Anyway, in forthcoming updates to 'README.schroot' I plan to use a
"plain" chroot as long as it works. We've already figured out how to
solve some potential problems (e.g., by mounting /dev/pts and /proc ),
and now a "plain" chroot seems to work perfectly well for the very
limited task of cross-building lmi, which is all we really need it for.
The "plain" type is less complex and provides much better isolation.

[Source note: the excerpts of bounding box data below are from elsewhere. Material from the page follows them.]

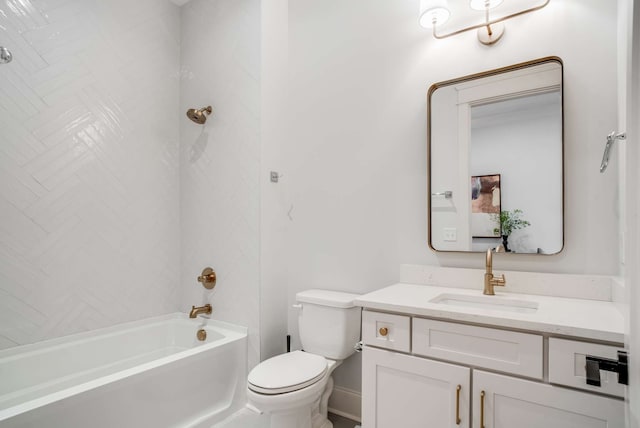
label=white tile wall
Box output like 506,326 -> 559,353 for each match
180,0 -> 260,366
0,0 -> 180,348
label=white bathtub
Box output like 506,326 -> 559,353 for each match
0,313 -> 247,428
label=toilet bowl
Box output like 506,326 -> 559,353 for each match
247,290 -> 360,428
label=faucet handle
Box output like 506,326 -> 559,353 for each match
198,267 -> 217,290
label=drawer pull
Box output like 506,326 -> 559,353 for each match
480,391 -> 485,428
456,385 -> 462,425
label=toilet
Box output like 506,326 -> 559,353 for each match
247,289 -> 361,428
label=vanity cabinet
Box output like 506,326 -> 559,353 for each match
476,370 -> 625,428
362,310 -> 625,428
362,346 -> 471,428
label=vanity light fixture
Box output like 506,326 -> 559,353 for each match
419,0 -> 551,45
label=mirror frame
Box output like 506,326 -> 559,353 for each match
427,56 -> 566,252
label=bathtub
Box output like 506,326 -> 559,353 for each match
0,313 -> 247,428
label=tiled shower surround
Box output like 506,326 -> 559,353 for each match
0,0 -> 259,360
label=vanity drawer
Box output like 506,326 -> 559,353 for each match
549,337 -> 625,397
362,311 -> 411,352
412,318 -> 543,379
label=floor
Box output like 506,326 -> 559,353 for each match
329,413 -> 360,428
213,409 -> 360,428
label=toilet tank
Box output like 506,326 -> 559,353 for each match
296,289 -> 361,360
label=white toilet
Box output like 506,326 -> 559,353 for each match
247,290 -> 360,428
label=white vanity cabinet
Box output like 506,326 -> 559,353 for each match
472,370 -> 625,428
362,310 -> 625,428
362,346 -> 471,428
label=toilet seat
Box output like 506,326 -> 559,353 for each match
247,351 -> 327,395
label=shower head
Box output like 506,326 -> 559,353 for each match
0,46 -> 13,64
187,106 -> 213,125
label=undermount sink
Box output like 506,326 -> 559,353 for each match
429,293 -> 538,313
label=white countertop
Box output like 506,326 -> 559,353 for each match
355,283 -> 624,343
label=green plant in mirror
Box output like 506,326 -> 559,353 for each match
492,209 -> 531,236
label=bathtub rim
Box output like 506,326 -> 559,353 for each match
0,312 -> 248,422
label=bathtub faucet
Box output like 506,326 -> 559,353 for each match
189,303 -> 212,318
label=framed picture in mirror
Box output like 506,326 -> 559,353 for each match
471,174 -> 501,238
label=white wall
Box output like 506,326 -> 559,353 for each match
180,0 -> 261,366
0,0 -> 179,348
260,0 -> 289,360
282,0 -> 619,389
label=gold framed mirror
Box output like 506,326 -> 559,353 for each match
427,57 -> 564,254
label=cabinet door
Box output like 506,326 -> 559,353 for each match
362,346 -> 471,428
472,370 -> 625,428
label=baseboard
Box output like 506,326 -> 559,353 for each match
329,386 -> 362,422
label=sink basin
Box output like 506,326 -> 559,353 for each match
429,294 -> 538,313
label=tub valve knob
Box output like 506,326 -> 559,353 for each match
189,303 -> 213,318
198,268 -> 216,290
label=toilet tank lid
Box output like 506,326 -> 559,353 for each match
296,289 -> 360,308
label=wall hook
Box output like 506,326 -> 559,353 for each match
600,131 -> 627,172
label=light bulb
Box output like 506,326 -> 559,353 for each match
419,0 -> 451,28
469,0 -> 503,10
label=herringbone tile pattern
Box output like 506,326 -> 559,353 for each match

BTW, I tried making a "plain" debian 'sid' chroot in a similar way, but
that seems not to work, at least not without further tweaking:
  (sid)address@hidden:/# apt-get update
  Get:1 http://ftp.us.debian.org/debian sid InRelease [209 kB]
  Get:2 http://ftp.us.debian.org/debian sid/main i386 Packages [7194 kB]
  Get:3 http://ftp.us.debian.org/debian sid/main Translation-en [5476 kB]
  Fetched 12.9 MB in 15s (838 kB/s)
  Reading package lists... Done
  W: No sandbox user '_apt' on the system, can not drop privileges
but I just mention that in passing: I'm not even going to look into that
"W:" message, which is explained here:
  https://bugs.debian.org/cgi-bin/bugreport.cgi?bug=806475
because I don't see any need for 'sid' today, and I've had an exhausting
day fixing other issues, like...

  https://lists.debian.org/debian-boot/2014/11/msg00381.html
[debootstrap fails with:
  E: Invalid Release signature (key id 8B48AD6246925553)
where everything except the last eight bytes of the genuine key got
truncated; the workaround is to repeat the debootstrap command until it
works]

Oh, and if .git/config contains
  [remote "origin"]
    url = git://git.savannah.nongnu.org/lmi.git
instead of "address@hidden:/srv/git/lmi.git", and ~/.ssh/ contains only
DSA keys that savannah no longer accepts, then every git command except
'push' will work, but 'push' will give "connection reset by peer".

I figure that if I don't mention those problems here where they're easy
to search for, then someday I'll have them again and won't remember how
to fix them. I don't want to say how much time I spent trying to get
'git push' to work, largely because I assumed it was an schroot problem.